Lynell: An alarm goes off every morning at 5:55. We prepare her food, which is given through a G-tube. She gets medicines that we usually pre-crush the night before so we’re not stumbling around at 6 in the morning. She also gets a daily injection for osteoporosis because she is unable to move and that has weakened her bones. I give her a shower, do her hair, and transfer her into her wheelchair and into our back room around 9:30 or 10 a.m. Then she starts therapies. She has scheduled therapists who come to the house. She’ll get transferred from her therapy mat to her wheelchair to a standing frame or to an exercise unit we have throughout the day. Noon is feeding, 3 is medications, 6 feeding and 8 medications before we transfer her into bed.
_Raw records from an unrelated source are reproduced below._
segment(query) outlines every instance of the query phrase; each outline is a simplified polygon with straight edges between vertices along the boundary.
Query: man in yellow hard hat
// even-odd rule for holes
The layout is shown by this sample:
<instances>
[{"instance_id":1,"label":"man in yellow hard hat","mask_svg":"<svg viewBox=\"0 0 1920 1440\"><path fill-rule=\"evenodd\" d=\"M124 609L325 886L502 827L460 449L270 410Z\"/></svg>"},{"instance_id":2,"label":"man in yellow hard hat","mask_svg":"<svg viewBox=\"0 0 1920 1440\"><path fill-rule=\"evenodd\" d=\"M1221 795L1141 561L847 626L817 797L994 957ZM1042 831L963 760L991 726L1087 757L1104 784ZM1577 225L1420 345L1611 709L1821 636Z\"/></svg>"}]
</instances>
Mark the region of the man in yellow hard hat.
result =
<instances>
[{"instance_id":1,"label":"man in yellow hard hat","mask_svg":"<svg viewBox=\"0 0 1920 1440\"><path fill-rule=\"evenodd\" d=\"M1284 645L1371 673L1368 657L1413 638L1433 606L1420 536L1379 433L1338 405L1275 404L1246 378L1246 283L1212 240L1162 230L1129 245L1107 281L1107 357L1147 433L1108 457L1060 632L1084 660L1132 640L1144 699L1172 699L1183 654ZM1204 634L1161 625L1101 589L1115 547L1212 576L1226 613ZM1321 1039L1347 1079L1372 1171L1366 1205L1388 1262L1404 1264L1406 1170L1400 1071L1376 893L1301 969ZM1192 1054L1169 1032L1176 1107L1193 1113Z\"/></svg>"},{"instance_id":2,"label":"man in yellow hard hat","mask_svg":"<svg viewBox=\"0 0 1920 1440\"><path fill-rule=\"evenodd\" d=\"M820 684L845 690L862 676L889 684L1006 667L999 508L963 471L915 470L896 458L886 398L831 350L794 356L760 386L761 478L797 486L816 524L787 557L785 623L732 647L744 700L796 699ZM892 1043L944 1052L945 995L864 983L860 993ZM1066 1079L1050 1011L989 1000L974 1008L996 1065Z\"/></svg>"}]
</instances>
We have alarms on our phones set for all of this; 24/7, we care for her.
What do all three of you sisters do together?
Taylor: We like to watch TV (laughs).
Rachel: We liked to watch TV before, and we like to watch TV now (laughs). We like watching old movies that I know Danielle is reciting the words in her head.
How do you look at this accident ― has it helped your family in any way?
Rachel: We used to hate each other (looks at Taylor and laughs). Yes, it was a terrible thing, but I don’t know where we would be without it. I can’t imagine our family without this happening. Taylor and I probably wouldn’t talk at all. But we are now so close. It stinks not having Danielle the way she was, but I know God has a plan, and it’s all going to play out the way it’s supposed to.
Taylor: The situation made us mature and grow up quickly, and I am grateful for that. We have a lot more responsibilities to handle, and it opens your eyes to how lucky you are. It sounds backward, but to have something like this happen to your family and to be grateful for what you have. We saw a lot of people in the rehab centers, and they have it worse than we do. Our family is also closer now. Sometimes, when families have situations like ours, they can grow apart. We didn’t. We grow closer together every day. We are grateful for that.
What do you rely on each day to get you through?
Jeff: You have to have a sense of humor. Laughing is like the number one thing here. We all have a good sense of humor. If you can’t find the humor in it, it’s going to be a long day. We try to find humor in about everything we do. I’m sure Danielle is tired of all my jokes, but it’s great when you get her laughing because it takes a huge load off your shoulders, if only for a short while.
Lynell: Her laughing is medicine for the whole house. A foundation of God and keeping it light-hearted. Staying in faith and hope that a miracle will happen. We all believe it can.